Steven B.Smith, CEO of Finicity, believes the sooner we start teaching our children about the basic principles of giving, saving and spending, the better. Here are his tips:

Ages 4-7

  • Teach them to save. Based on Stanford University research, children who learn delayed gratification (patience) at an early age have a much better chance for success as adults. Label three jars or envelopes as “Give”, “Save”, and “Spend”. Every time allowance is earned or birthday money is received, teach them to save a portion of that income. Savings can be used to purchase bigger items they really want but require a much larger sum of money. It can also be used for teaching investment principles. Developing the habit of saving and patiently waiting will prevent them from becoming impulsive and emotional spenders.
  • Let them decide. Allow your children to make spending decisions but also let them experience the consequences of bad spending decisions. Do not bail them out! If your child wants to spend their money on a toy just because they have to have something now, let them, but also teach them that the toy they really wanted can’t be bought until they save for it again. This is a great way to teach them that choices have consequences!
  • Reward them: Start by teaching your children to take care of their space (bedroom, bathroom, etc.) Create a simple work chart where you can check off tasks performed. Establish a reward system where your child regularly gets the opportunity to earn a “job well done” prize. Since you don’t want your child to assume that every time they make the bed or pick up toys they should expect a payment, set clear standards and expectations around achieving the prize.

Ages 8-13

  • 10-10-80 money rule: Whatever “income” they earn, teach your child to save 10%, designate 10% towards a charitable cause of their choice, and to live on the remaining 80%. This simple money rule will cultivate in them the habit of regular saving (which is one of the secrets to long term financial success), to be generous (those who give tend to lead much happier, content lives) and to live within their means.
  • 15-day waiting period on major purchases: In order to teach your child about the dangers of impulse buying, implement a 15-day waiting rule on purchases. First, set a dollar amount, which will constitute a “major purchase”, then apply the 15-day waiting period to anything that exceed the set amount. Fifteen days can feel like an eternity to your child, so make it fun. Go on an online “bargain” hunt and see if you can find the item your child is looking for at the best price. Create a fun reward system for each day of the waiting period.

Ages 14-17

  • Investing basics: Investing can be a complicated topic, but there are ways to make it simple and fun, especially at this age. First, talk to your child about different ways to “grow” their money and the difference between short-term saving and long-term investing. Show them simple numerical examples of what returns a long-term interest bearing account can have on the bottom line. Introduce your child to simple ideas of risk when it comes to investing and talk to them about diversification concept – dividing their investment money into 5-7 different options to mitigate the risk.
  • Practical investing idea: A great way to teach your child about investing and risk is to designate a specific amount that you and your child will be able to invest together. Have them read/research simple concepts like a CD, money market account or a mutual fund. Once they’ve research and understood few of the options allow them to choose the investment path and have fun watching the fund grow!
  • Budgeting with technology: Because of their familiarity with technology, this age group is also a perfect candidate to be introduced to an online budgeting tool in order to manage their income in a way that’s familiar and natural to them.
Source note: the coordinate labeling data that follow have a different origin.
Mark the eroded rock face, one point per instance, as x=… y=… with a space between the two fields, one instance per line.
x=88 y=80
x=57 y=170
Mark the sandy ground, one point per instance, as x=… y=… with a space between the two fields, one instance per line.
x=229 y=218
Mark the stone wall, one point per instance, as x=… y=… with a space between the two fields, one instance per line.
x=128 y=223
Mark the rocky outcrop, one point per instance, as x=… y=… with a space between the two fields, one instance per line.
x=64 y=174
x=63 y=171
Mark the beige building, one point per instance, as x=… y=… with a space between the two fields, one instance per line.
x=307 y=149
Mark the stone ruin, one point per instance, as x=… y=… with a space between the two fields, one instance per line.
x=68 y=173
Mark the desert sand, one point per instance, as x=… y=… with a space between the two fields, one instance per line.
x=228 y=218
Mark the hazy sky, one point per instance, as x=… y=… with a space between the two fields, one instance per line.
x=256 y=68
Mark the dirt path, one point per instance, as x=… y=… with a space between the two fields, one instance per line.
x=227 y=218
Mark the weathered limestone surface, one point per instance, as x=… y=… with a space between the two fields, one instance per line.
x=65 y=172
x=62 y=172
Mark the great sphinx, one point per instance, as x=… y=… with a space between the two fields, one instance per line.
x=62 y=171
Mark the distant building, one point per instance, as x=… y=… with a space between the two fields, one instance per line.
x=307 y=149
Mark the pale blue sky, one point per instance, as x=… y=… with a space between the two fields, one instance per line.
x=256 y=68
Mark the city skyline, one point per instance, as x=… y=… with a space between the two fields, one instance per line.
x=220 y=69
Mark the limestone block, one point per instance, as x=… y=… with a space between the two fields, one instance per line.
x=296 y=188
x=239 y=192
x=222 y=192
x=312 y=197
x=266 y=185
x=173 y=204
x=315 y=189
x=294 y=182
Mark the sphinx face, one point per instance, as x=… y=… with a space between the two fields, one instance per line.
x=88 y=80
Once they have a checking account, a tool like Mvelopes will help them not only set up an old fashioned envelope based budget, but it will help them know instantly how much money they have available in each category (or e-envelope) for spending. It’s a great way to help them control impulse spending.

With age, your children can look for ways to perform various services to generate income. Sit down with your child, think through a list of jobs they could do for neighbors and family members. Help them determine what tools they would need to perform the job and how much those would cost. Determine competitive pricing for each job and let them go out and get some business!

  • Car washing can be a great way to generate extra income. Your child could offer single car washing options as well as car washing packages that would offer slightly discounted prices.
  • Dog walking or dog sitting could be another way to generate revenue. Kennels can be expensive, so your child could offer dog-sitting services that would include daily feeding as well as daily dog walking before and after school.
  • Babysitting is always a sought-after service, especially when there is an opportunity to hire a trusted neighbor. Help your child create a nice flyer that showcases the benefits of hiring them as a babysitter.